ブラスト英語学院では、英語資格対策のコースとして、「英検®コース」「TEAPコース」「IELTS™コース」「TOEFL®コース」「TOEIC®コース」を提供。「英検®コース」「TEAPコース」はグループレッスンとプライベートレッスン(マンツーマンレッスン)から選択でき、「IELTS™コース」「TOEFL®コース」「TOEIC®コース」は、受講生のレベルに合わせたプライベートレッスンのみとなっている。対応している英語資格が多い点は、大学受験に英語資格を活用したい人にとって、嬉しいポイントといえるだろう。
さらに、資格対策コース以外にも、大学受験対策に特化したコース(※プライベートレッスン)を用意している。
また、英検®1級やTOEIC®990点などを保有し、各教育機関や大学などでの講師経験を持つ講師が在籍し、英語力アップにつながる質の高いレッスンが受けられるのも魅力。
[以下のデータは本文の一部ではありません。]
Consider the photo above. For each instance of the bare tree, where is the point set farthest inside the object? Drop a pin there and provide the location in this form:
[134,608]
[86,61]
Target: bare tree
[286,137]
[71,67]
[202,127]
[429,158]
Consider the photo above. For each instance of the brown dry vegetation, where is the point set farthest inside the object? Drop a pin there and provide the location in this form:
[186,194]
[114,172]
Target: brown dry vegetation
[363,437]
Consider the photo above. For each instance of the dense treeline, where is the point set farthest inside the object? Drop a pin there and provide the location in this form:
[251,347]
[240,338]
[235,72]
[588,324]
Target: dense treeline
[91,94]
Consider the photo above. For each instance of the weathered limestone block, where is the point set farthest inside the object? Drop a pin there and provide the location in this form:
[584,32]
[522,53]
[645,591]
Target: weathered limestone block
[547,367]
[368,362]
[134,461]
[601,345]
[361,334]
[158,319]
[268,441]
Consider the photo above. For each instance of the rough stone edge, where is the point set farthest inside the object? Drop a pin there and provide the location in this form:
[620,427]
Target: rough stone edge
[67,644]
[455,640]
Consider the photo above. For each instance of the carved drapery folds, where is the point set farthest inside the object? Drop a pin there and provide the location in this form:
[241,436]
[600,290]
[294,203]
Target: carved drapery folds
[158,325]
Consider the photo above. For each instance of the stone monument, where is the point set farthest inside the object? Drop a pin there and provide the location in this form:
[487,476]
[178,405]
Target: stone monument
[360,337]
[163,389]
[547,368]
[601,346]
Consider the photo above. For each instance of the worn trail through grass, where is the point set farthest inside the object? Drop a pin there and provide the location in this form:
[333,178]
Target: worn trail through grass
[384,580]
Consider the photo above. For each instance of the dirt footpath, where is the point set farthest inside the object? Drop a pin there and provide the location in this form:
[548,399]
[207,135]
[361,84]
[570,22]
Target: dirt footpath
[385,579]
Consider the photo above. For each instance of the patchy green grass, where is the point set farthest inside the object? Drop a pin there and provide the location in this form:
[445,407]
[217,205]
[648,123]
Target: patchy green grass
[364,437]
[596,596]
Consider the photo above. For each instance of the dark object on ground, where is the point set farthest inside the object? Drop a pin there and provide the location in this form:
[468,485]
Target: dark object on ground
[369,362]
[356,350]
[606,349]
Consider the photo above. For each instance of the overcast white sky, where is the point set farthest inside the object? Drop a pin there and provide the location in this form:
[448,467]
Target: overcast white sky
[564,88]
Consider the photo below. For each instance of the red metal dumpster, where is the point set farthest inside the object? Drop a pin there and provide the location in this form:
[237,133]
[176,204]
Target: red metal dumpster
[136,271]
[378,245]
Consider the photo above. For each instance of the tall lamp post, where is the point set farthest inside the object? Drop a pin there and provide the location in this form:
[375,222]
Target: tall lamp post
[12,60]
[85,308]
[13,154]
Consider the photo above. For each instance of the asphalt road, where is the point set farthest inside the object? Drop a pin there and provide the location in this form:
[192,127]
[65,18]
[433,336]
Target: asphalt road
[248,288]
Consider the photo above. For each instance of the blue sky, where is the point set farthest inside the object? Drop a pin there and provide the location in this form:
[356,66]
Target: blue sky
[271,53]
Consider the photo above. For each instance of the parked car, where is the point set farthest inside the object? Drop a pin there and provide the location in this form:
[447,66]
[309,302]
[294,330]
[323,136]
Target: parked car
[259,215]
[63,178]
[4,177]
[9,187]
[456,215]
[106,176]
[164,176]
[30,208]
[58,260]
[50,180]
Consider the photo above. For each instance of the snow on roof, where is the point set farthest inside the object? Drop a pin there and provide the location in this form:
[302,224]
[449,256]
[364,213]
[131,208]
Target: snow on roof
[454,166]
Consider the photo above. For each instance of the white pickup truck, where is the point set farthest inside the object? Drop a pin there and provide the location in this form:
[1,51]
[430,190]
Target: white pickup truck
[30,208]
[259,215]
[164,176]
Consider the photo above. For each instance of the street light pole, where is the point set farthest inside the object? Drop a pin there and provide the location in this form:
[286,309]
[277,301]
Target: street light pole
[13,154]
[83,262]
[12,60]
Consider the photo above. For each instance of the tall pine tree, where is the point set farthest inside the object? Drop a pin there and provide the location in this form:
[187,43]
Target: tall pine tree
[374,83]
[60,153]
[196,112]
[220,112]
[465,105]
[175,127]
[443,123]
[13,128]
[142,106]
無料相談を実施していることに加え、「入会金無料」「英文添削受け放題」「プライベートレッスン2回(※グループレッスン受講の場合)」といった入会特典も充実しているので、英語資格の取得に向け、英語力を伸ばしたい人であれば、ぜひチェックしておきたい。
まとめ
近年、入試に英語資格を活用する大学が増えています。
英語資格は、「リスニング」「スピーキング」「リーディング」「ライティング」の英語4技能を測れるものが多いほか、受験のチャンスも年に複数回あります。さらに、英語資格を持っていることで、大学受験のさまざまな場面で有利になるので、大学への進学を考えているのであれば、ぜひ、取得しておくのがおすすめです。
ただ、英語資格によって、受験料や試験時間、出題内容や難易度は異なります。また、大学によって、受験で有利になる英語資格も異なるため、受験に英語資格を活用する際は、自分に必要な英語資格(+その資格のスコアや級)を把握し、しっかりと対策をすることが大切です。
大学受験に英語資格を活用したいと考えている方は、本特集を参考に、自分に必要な英語資格を見つけ、入試に役立てましょう。